The dispute arose as, despite the Club clearly displaying signs that the car park was private and for use of Club patrons only, the fish and chip shop’s suppliers would use the car park when making deliveries and their customers would use it to park whilst ordering food.
The Club rented their property and car park to a tenant who blocked access to the car park from the road, preventing it from being accessed by any vehicles. The shopowners claimed that they had acquired a right to park vehicles belonging to their customers and suppliers on the Club’s car park as they had done so without force, without secrecy and without permission. Accessing land without force, secrecy or permission is one of the requirements of acquiring an easement when has not been specifically granted.
COURT OF APPEAL
The case came to the Court of Appeal who had to decide whether, on the facts, the shopowners had acquired an easement over the Club’s car park. The Court decided that no such easement had been acquired and that the shopowners did not have the right to use the car park.

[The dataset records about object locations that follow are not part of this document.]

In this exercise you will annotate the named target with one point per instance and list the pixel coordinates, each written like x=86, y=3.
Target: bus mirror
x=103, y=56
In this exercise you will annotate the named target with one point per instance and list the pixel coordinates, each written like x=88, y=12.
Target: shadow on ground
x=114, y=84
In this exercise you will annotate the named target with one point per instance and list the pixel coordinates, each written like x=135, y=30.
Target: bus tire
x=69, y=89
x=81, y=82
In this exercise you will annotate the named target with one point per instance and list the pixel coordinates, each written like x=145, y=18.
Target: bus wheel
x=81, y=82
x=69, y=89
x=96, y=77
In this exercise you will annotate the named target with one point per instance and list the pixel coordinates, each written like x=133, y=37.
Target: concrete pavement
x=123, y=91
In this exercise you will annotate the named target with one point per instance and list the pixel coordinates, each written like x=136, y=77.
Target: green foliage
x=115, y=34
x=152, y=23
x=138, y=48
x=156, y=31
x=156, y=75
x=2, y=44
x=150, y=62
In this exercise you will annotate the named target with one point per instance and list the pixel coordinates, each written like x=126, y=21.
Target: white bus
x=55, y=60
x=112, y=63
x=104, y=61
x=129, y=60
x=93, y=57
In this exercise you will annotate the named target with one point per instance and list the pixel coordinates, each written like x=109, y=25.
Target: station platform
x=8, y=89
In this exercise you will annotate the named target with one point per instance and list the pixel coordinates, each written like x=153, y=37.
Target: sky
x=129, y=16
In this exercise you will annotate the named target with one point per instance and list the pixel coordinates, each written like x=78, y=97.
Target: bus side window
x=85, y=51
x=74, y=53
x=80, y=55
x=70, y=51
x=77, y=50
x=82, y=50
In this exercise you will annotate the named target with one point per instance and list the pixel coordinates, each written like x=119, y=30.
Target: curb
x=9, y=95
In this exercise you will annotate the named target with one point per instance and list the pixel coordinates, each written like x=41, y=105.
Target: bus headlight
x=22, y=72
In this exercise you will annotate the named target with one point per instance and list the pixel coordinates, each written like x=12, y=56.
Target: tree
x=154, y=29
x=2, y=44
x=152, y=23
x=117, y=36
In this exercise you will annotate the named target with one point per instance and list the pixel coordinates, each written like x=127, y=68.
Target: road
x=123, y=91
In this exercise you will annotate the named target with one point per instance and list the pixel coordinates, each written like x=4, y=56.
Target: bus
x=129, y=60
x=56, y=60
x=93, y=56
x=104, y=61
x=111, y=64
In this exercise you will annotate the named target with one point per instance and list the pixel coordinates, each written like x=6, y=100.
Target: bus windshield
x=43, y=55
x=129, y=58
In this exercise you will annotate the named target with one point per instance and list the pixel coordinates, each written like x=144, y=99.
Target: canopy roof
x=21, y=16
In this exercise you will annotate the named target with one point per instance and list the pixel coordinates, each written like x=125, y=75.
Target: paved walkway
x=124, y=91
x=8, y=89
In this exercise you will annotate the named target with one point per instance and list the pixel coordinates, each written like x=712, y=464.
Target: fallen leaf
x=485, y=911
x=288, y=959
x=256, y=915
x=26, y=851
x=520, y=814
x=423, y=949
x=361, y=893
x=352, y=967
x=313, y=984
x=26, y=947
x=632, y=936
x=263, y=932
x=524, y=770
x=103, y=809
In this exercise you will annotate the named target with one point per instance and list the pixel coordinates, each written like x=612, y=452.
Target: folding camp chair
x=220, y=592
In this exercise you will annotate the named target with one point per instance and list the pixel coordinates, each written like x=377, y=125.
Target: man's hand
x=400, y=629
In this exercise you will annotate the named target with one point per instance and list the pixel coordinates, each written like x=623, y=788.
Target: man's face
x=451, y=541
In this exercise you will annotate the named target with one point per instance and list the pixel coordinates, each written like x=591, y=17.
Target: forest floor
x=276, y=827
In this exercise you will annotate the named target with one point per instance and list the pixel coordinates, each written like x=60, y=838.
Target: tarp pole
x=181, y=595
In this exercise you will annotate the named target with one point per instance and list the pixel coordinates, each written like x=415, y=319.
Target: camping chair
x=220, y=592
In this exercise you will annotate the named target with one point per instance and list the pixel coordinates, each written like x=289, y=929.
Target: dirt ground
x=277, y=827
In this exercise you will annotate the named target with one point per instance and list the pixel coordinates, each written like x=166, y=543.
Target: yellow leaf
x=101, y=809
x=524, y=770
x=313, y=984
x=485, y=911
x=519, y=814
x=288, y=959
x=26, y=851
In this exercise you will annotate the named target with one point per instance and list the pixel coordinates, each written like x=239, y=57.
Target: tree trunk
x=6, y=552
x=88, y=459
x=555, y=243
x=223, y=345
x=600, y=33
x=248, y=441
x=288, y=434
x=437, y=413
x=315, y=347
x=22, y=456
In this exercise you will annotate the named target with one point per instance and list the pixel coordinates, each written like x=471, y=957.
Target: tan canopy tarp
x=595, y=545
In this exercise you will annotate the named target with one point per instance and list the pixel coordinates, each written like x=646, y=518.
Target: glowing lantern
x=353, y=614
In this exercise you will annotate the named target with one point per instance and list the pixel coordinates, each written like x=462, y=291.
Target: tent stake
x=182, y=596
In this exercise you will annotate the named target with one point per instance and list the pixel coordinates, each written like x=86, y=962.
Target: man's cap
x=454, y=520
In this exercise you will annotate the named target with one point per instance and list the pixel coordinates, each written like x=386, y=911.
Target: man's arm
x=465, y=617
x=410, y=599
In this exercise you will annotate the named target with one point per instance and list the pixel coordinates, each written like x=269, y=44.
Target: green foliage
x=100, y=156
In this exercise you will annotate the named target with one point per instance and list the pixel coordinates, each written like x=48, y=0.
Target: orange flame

The key element was use of the easement "without force". The Court decided that this term has more than its literal meaning and it is not enough to show that no violence was used in connection with the use of the land. The meaning of without force was interpreted to mean that the use was not contentious. The Court was satisfied that the displaying of the signs by the Club was sufficient to show that the shopowners’ use of the car park was contentious and therefore they had not acquired any rights to use the car park.
This case establishes that, if a landowner has made it clear that they object to unauthorised use of their land , there is no obligation on them to take further steps such as confrontation or beginning legal proceedings in order to prevent any rights over their land arising.
The Judgment should come as welcome news for landowners who suffer from unauthorised use of their land for access, parking or any other uses. Clear use of signs demonstrating that the use is not permitted should be sufficient to prevent any unauthorised users gaining rights over the land.
Anyone in the shopowners’ position should be aware that the courts are unlikely to determine that they have acquired any rights over land where the landowner has made it clear that the use of their land for that purpose is not permitted.